She called the day of the crash an unforgettable day, which, compounding the tragedy, was also Mother’s Day.
“I will never be able to hug my girl again,” she said. “For all the holidays and all the special days, he took away the happiness at my home,” she said.
The victim’s older brother, Mauricio Ruiz, said “the happiness of the house is just gone.” His 17-year-old sister was about to graduate, so the family has felt the emptiness, not being able to see her graduate and get her diploma, he said.
Still, her brother told the judge that he wasn’t asking for the maximum or minimum sentence, but that he simply wanted Banda to realize the pain he’d caused.
The victim’s cousin, who was also in the crash and sustained injuries, including a punctured lung, said, “I just want justice for my cousin. She was too young and loved life so much. … I miss her so much.”
The six-year prison sentence was less than the eight years that prosecutors had requested.
Deputy District Attorney Matt Chaput said that Banda’s blood-alcohol content was found through blood draws to be 0.158, about double the legal limit.
Leading up to the crash, multiple people in the car repeatedly told him to slow down, that he was driving too fast and was out of control, Chaput said.
He had also allowed more people in the car than it was designed for, the prosecutor said. None of the young occupants of the vehicle appeared to be wearing seat belts, emergency responders reported.
Because of those decisions, Chaput offered that a family is devastated by the loss of a child. He added that the seriousness of the case warranted prison time.
Banda also was on probation at the time in a juvenile case. He had been on probation twice before, Chaput said, when he was repeatedly testing positive for alcohol, marijuana and cocaine.
Defense attorney Jason Jovanovich offered a personal note, saying he knew the victim’s family.
“There is a heaviness in my heart to appear here today,” he said.

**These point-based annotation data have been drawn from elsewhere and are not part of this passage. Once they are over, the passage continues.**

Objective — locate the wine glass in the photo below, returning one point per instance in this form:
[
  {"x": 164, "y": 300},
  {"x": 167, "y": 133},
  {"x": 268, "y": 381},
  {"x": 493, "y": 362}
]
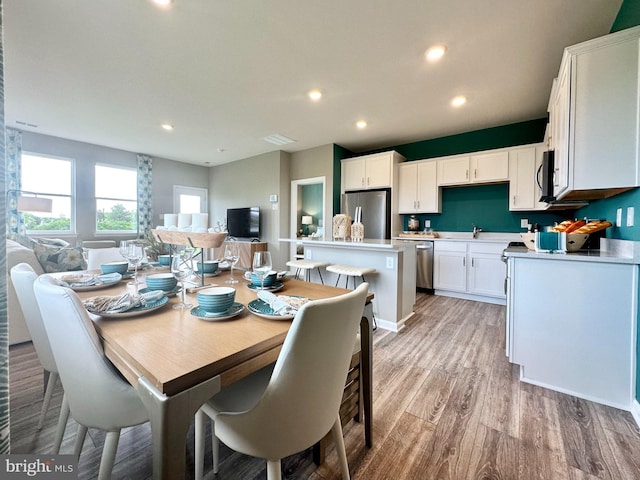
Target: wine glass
[
  {"x": 261, "y": 265},
  {"x": 182, "y": 268},
  {"x": 232, "y": 256},
  {"x": 135, "y": 254}
]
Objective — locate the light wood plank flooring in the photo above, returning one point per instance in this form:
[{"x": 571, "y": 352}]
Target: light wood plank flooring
[{"x": 447, "y": 405}]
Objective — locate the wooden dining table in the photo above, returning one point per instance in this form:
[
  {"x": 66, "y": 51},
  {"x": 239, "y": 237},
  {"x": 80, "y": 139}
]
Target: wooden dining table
[{"x": 178, "y": 361}]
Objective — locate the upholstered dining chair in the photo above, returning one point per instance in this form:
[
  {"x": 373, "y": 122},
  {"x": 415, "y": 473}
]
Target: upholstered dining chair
[
  {"x": 273, "y": 414},
  {"x": 97, "y": 394},
  {"x": 23, "y": 278}
]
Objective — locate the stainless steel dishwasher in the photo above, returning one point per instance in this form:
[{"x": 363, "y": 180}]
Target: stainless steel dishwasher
[{"x": 424, "y": 261}]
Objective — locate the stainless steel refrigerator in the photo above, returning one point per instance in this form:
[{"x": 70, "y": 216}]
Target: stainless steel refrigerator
[{"x": 376, "y": 211}]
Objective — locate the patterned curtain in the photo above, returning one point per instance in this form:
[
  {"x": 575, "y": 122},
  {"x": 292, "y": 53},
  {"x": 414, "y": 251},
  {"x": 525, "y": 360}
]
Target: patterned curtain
[
  {"x": 145, "y": 207},
  {"x": 13, "y": 159}
]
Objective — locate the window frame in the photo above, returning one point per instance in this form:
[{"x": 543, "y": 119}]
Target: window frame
[
  {"x": 72, "y": 195},
  {"x": 113, "y": 199}
]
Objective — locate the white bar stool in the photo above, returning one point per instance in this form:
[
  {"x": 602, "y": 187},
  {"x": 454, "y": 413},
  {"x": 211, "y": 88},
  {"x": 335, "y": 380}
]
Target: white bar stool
[
  {"x": 353, "y": 272},
  {"x": 307, "y": 266}
]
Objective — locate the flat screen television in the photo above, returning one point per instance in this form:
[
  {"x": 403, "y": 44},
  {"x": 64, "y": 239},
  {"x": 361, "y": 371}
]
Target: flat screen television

Jovanovich added that there is no doubt Banda made some bad decisions, as perhaps did everyone who chose to drink and get in that car. But ultimately he was the driver and was responsible for everyone, Jovanovich said.
“His decision is going to change his life and lives of other irreparably,” he said.
“He was 19 when this occurred, and is still a young man, making this more tragic and upsetting,” said the defense attorney.
Based on Banda’s young age and his potential for rehabilitation, Jovanovich asked the judge not to hand down a lengthy prison sentence. He said that Banda “throws himself on the mercy of the court.”
Banda, addressing the judge, said that the wreck, the girl’s death and the others being hurt is “something you can’t fix.”
“It eats at me, too,” he said. “When they told me to slow down, I thought it was because they didn’t trust me driving. And I forgot there was a curve and a cliff. And it was too late,” he said.
Banda said he wanted the family to know, “I realize what I’ve done is horrible and I take responsibility.
“We were just trying to have a good time. I never wanted this for anybody. I never expected this to happen,” Banda told the court.
Judge Lynch said a probation sentence would not be appropriate in this case, as it would minimize the seriousness of the offense.
“This is why you don’t drink and drive: People die. When you drink and drive, you might as well have a loaded gun,” she said before handing down the sentence.